Sql-server – Query with Variable not estimating right

cardinality-estimatesexecution-planperformancesql server

I have a query with several joins that is not performing well. After a lot of triage, I decided to take the query apart and look at just the driving table. Below is an example of the query based on just the driving table.

DECLARE @VAR AS INT

SET @VAR = 11652862

SELECT Field1, Field2
FROM tablea
WHERE Field2 = @VAR

When I run the code as it is the actual execution plan comes back with 15k estimated rows and 1m actual rows. Yes, this is just a simple SELECT...FROM TABLE, but remember this is just part of a bigger query, so this estimate difference greatly compounds as we add more joins.

I know the problem is the @VAR because the optimizer does not know the value of the variable when it compiles the query into a plan so its coming back with the avg # of rows for the estimate for the field. If I add OPTION (RECOMPILE) it will force in the value when it compiles and come back with the correct # of rows.

Here is the kicker: This is not custom code that my company can edit. It is part of a third party app that I cannot edit. Updating stats will not help (I looked at the histogram and it is correctly listing the value for my variable). I already have a covering NC index on those two fields. The only option I can think of is to use a forced execution plan on this query. I have never been able to successfully do that, though. Anyone have any other ideas or a good How-To reference on forced execution plans?

Since it was asked in the comments, the create statement for the index is:

CREATE NONCLUSTERED INDEX idx ON tablea (Field2)

Best Answer

I have other ideas than a plan guide and I'll post them here for your consideration, but I cannot recommend actually implementing them. There are at least two different ways of bumping up row estimates from tablea. The first involves manually setting statistics and the second involves redirecting the third party app to use a view that you defined instead of accessing the tablea directly.

Both CREATE STATISTICS and UPDATE STATISTICS have a STATS_STREAM option. Here is what Books Online says about it:

Identified for informational purposes only. Not supported. Future compatibility is not guaranteed.

It's completely understandable if that turns you off from using it, but what it allows you to do is to transplant the statistics from one object to another. Suppose that you want to increase cardinality estimates from queries that use tablea by 50X. You could take the data from tablea, duplicate it 50 times, gather stats with FULLSCAN, then update the statistics on tablea using the STATS_STREAM value from the other table along with the NORECOMPUTE option. You probably want to change the ROWCOUNT value as well. This should have a pretty large effect on all queries that reference the table. You could run into problems with other queries, with the underlying data changing in the table, with statistics on indexes not getting updated, and so on. This isn't a good option.
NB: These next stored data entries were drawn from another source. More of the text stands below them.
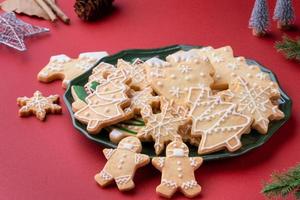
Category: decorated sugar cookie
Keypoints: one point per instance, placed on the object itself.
(65, 68)
(38, 105)
(122, 164)
(143, 99)
(177, 171)
(216, 121)
(254, 101)
(162, 127)
(227, 68)
(105, 106)
(136, 71)
(172, 79)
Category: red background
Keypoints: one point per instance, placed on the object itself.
(51, 160)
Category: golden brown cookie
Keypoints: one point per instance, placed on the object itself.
(106, 105)
(38, 105)
(255, 101)
(216, 121)
(177, 171)
(122, 164)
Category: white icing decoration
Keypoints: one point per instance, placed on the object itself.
(60, 58)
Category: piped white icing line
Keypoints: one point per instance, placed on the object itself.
(93, 55)
(62, 58)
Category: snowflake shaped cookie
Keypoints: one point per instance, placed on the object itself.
(38, 105)
(255, 101)
(162, 127)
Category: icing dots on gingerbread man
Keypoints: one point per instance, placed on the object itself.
(216, 121)
(38, 105)
(177, 170)
(162, 127)
(105, 106)
(255, 101)
(65, 68)
(184, 70)
(122, 164)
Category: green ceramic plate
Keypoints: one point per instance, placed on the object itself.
(250, 141)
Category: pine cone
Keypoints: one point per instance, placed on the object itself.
(91, 10)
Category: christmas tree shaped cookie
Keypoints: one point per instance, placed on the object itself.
(136, 71)
(162, 127)
(105, 106)
(183, 70)
(38, 105)
(177, 171)
(122, 164)
(254, 101)
(216, 121)
(65, 68)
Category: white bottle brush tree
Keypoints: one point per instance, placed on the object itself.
(259, 21)
(284, 14)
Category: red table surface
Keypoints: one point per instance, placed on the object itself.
(51, 160)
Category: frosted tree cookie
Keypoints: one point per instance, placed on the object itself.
(106, 105)
(38, 105)
(255, 101)
(122, 164)
(183, 70)
(162, 127)
(216, 121)
(65, 68)
(177, 171)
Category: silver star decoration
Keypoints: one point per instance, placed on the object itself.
(13, 31)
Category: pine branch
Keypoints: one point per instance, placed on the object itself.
(289, 47)
(284, 184)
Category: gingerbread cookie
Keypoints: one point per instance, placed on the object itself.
(136, 71)
(177, 171)
(65, 68)
(38, 105)
(183, 70)
(122, 164)
(162, 127)
(141, 100)
(227, 68)
(105, 106)
(216, 121)
(255, 101)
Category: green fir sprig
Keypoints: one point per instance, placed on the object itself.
(289, 47)
(284, 184)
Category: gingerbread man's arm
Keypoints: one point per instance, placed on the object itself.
(158, 162)
(141, 159)
(108, 153)
(196, 162)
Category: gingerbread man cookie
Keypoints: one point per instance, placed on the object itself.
(105, 106)
(162, 127)
(136, 71)
(65, 68)
(122, 164)
(177, 171)
(216, 121)
(255, 101)
(183, 70)
(38, 105)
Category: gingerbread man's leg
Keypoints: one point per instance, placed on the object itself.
(124, 183)
(166, 188)
(103, 178)
(190, 189)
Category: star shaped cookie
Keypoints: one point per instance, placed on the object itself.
(38, 105)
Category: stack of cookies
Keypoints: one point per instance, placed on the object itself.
(205, 97)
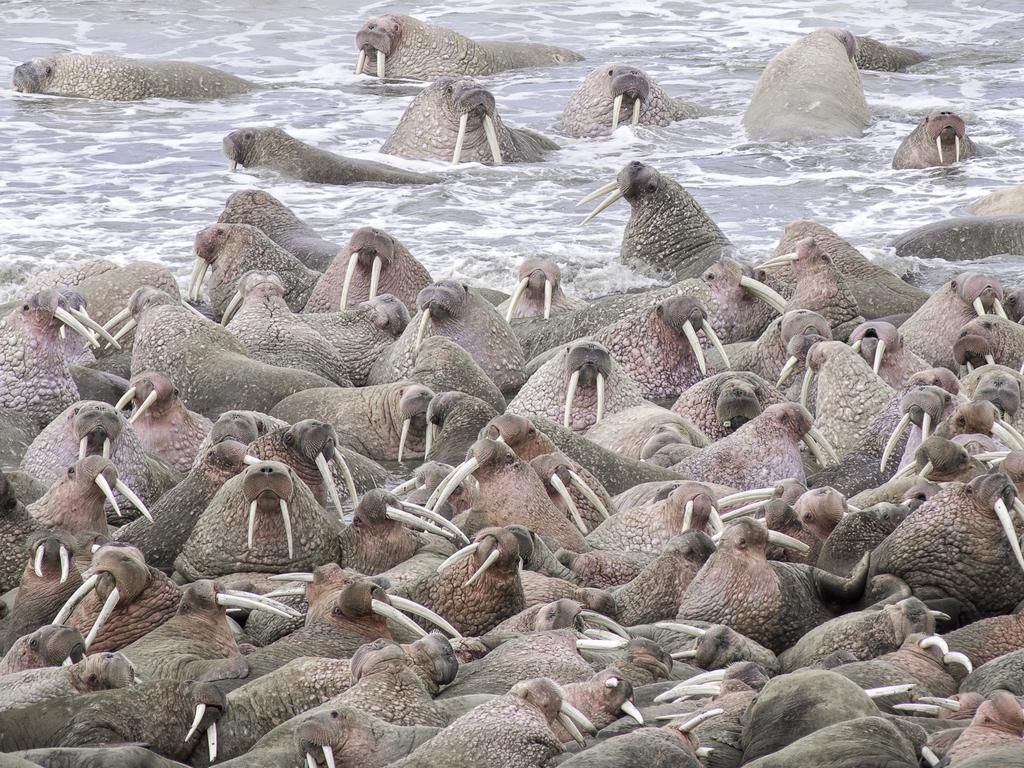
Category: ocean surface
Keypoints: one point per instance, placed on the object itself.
(82, 179)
Depending on how the third party application connects to SQL Server, you may be able to create a view with a different schema from tablea and to direct that part of the application to use in the view. The view should have all of the same columns as tablea but should have additional code which inflates the number of rows returned. I didn't try that hard to get this to work because it seems very impractical, but this approach was inspired by Adam Machanic's article about forcing parallel plans:

SELECT ta.*
FROM tablea ta
CROSS JOIN (
    SELECT t.t
    FROM
    ( 
    VALUES 
    (2), (1), (1), (1), (1), (1), (1), (1), (1), (1), 
    (1), (1), (1), (1), (1), (1), (1), (1), (1), (1), 
    -- lots more values here ...
    (1), (1), (1), (1), (1), (1), (1), (1), (1), (1)
   ) t(t)
WHERE t % 2 = 0
) t
OPTION (QUERYTRACEON 8690);

I wasn't really satisfied with that query but didn't spend too much time on it. In that form it does a single scan of the table but the query optimizer overestimates the cardinality estimate by 100X. TF 8690 is there to prevent a pointless table spool, but this probably isn't appropriate in a view or in a larger query. If the same application inserts data into this table you'd need to deal with that somehow. This isn't a good option.

To reiterate, I don't think that you should attempt either of these options. It would be much better to talk to the vendor, or if that doesn't work, to suck it up and try again with a plan guide. I don't have any experience with those so I can't be of help.